5. (20 points) The data in the files insurTest.csv & insurTrain.csv are collected from 47 zip-code areas in the
Illinois area. There are 8 columns in the data file but not all are relevant here. The response variable of
interest is the number of new home insurance policies (NEWPOL) (minus canceled policies) per 100
housing units. The predictor variables are the percent minority population living in the area (PCTMINOR),
the number of fires per 1000 housing units (FIRES), the number of thefts per 1000 in population (THEFTS),
the percent of housing units built before 1940 (PCTOLD), and the median income (INCOME).
a. Run a multiple regression of NEWPOL on the variables: PCT-MINOR FIRES THEFTS PCTOLD
INCOME NEWPOL.
i. What is the overall fit (F-score, R^2) and what is the RMSE on the training set?
ii. Which predictors have coefficients significantly different from zero at the .05 level?
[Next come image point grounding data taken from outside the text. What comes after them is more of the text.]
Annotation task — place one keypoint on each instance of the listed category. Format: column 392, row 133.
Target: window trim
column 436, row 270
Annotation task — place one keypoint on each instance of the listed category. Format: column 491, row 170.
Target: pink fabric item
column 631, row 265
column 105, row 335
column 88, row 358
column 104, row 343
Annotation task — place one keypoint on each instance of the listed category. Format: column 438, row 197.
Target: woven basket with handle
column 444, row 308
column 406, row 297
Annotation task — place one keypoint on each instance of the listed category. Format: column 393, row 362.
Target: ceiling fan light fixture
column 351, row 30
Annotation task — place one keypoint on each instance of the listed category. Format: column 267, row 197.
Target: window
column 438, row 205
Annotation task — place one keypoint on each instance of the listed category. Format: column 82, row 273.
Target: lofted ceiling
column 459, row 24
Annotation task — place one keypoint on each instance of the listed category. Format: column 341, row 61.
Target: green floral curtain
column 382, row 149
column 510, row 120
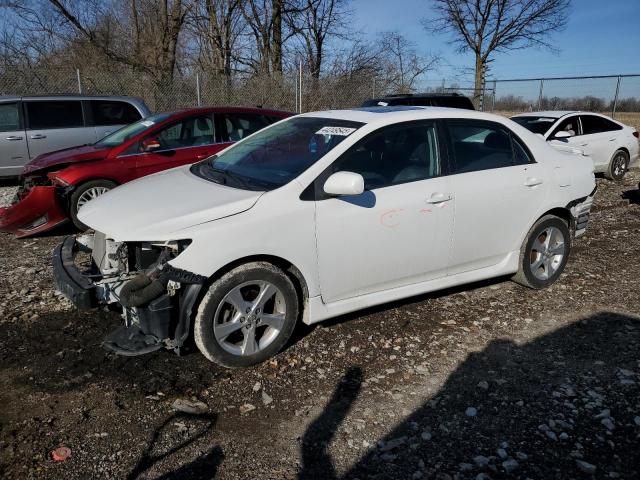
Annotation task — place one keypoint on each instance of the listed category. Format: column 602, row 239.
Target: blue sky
column 602, row 37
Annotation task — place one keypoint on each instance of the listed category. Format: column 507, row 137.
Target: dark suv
column 451, row 100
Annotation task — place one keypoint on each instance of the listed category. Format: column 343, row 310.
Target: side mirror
column 344, row 183
column 562, row 134
column 150, row 144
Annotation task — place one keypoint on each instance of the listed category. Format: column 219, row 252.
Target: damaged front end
column 36, row 207
column 154, row 299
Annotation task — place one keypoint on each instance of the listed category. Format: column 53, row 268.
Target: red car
column 55, row 185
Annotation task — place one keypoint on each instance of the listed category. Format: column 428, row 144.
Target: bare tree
column 144, row 35
column 401, row 62
column 216, row 26
column 314, row 21
column 485, row 27
column 264, row 19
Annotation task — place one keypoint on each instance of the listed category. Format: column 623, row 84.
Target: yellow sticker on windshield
column 340, row 131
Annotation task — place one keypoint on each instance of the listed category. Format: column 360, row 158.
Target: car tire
column 231, row 326
column 85, row 192
column 618, row 166
column 544, row 253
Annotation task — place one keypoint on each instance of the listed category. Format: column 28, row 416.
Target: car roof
column 399, row 113
column 67, row 97
column 548, row 113
column 264, row 111
column 420, row 95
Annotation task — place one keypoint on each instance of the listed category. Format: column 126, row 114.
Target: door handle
column 439, row 198
column 532, row 182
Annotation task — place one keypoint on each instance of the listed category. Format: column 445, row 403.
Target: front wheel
column 83, row 194
column 247, row 315
column 544, row 253
column 618, row 166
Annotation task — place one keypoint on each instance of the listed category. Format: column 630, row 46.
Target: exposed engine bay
column 135, row 279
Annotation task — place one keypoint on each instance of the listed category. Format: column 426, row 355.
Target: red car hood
column 63, row 157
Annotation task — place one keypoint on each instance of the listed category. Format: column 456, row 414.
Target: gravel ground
column 490, row 380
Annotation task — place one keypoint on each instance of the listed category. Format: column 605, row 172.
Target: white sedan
column 323, row 214
column 612, row 145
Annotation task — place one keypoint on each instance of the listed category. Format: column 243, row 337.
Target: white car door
column 398, row 231
column 497, row 190
column 56, row 124
column 13, row 143
column 600, row 137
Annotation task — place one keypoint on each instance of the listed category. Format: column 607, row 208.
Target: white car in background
column 323, row 214
column 613, row 146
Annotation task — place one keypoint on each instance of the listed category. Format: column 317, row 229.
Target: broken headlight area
column 136, row 279
column 27, row 184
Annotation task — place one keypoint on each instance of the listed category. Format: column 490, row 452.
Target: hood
column 157, row 207
column 62, row 157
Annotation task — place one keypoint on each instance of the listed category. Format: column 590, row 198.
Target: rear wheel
column 618, row 166
column 83, row 194
column 247, row 315
column 544, row 253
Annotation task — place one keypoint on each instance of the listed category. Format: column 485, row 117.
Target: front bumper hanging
column 162, row 322
column 69, row 280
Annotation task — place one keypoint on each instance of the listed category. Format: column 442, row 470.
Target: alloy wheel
column 547, row 253
column 90, row 194
column 619, row 165
column 249, row 318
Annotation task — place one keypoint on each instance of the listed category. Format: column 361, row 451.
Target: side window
column 480, row 146
column 109, row 112
column 190, row 132
column 592, row 124
column 393, row 155
column 9, row 117
column 569, row 125
column 44, row 115
column 236, row 126
column 520, row 154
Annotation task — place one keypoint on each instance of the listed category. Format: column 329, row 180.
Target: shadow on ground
column 571, row 395
column 632, row 195
column 203, row 467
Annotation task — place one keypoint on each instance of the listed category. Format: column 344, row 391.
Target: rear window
column 535, row 123
column 51, row 114
column 9, row 117
column 592, row 124
column 111, row 112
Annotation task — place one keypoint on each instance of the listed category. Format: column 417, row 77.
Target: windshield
column 276, row 155
column 535, row 124
column 125, row 133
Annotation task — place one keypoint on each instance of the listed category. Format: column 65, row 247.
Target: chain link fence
column 618, row 95
column 614, row 95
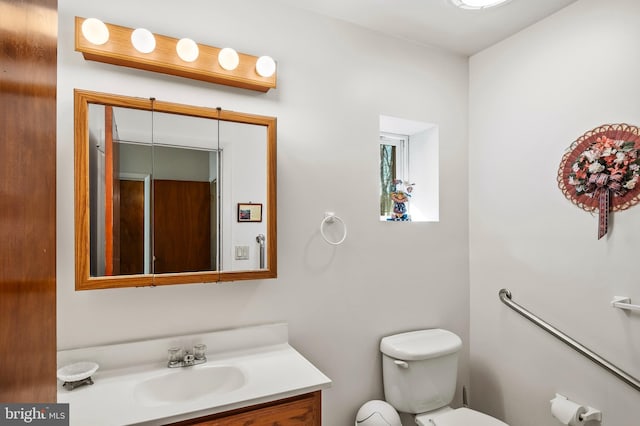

iii. Do any of the predictors have signs that are different than suggested by their simple
correlations? If so, explain what may be happening.
iv. Examine a plot of residuals versus predicted values. Do you see any problems?
b. Use the model from a) to predict the test set. What is the RMSE here? Is there evidence of
overfitting?
c. Run a ridge regression on the training set, produce the lambda plot, and report the RMSE for
both the training and test sets using lambda.1se. From the lambda plot, how well is
regularization working here? Look at the shape of the plot for a significant dip before it rises.
d. Run a lasso regression on the training set, produce the lambda plot, and report the RMSE for
both the training and test sets using lambda.1se. Compare them with those you got in c). Are
they closer together, more stable, or have they worsened overall?
e. Plot the residuals vs the fitted (predicted values), you can do this with plot(fitted, residuals) since
you’ve calculated both in order to get the RMSE (remember, residuals are the difference
between actual and predicted). Does the lasso add any significant bias into the model? Note that
it may or may not show up as a slope difference. It could also appear as a mean residual
different from 0 as well.
f. Use Elastic Net regression and determine if there is an alpha between 0 and 1 that will give a
better result with this test and training set. Try alphas of .25, .5 and .75. Does it appear that
there might be an alpha that does better than either ridge or lasso?
g. Is there a practical reason to try and mix lasso and ridge here? Explain your answer.
6. (20 points) Read and review the posted paper “Adding bias to reduce variance in psychological results.”
Most of the mathematics here will be similar to what we’ve gone over in class but pay particular attention
to Section 3: Examples. Answer the following questions, in detail. You should be able to write a detailed
paragraph about each of at least three or four complete sentences with
a. What is the size of the dataset relative to the number of independent variables?
b. Is there evidence of overfitting in their dataset?
c. How are regularized regression techniques being used in their examples?
d. How do the results of regularized regression differ from the OLS model?
e. How do they evaluate the performance of each of the regularized regression techniques?
f. Are there any issues that you can identify with the way that they are evaluating this
performance?
7. (5 Points) Post a comment to the “Lecture 1 & 2” discussion forum regarding a topic from lectures 1 & 2
and homeworks 1 & 2. In your post, describe what you found easiest to understand and also what you
found most difficult. Think about topics that you found most interesting, topics that you would like to
hear more about, or topics that you found confusing and you would like more clarification. Please also
take the time to respond to your classmates’ questions and comments (respectfully of course ☺).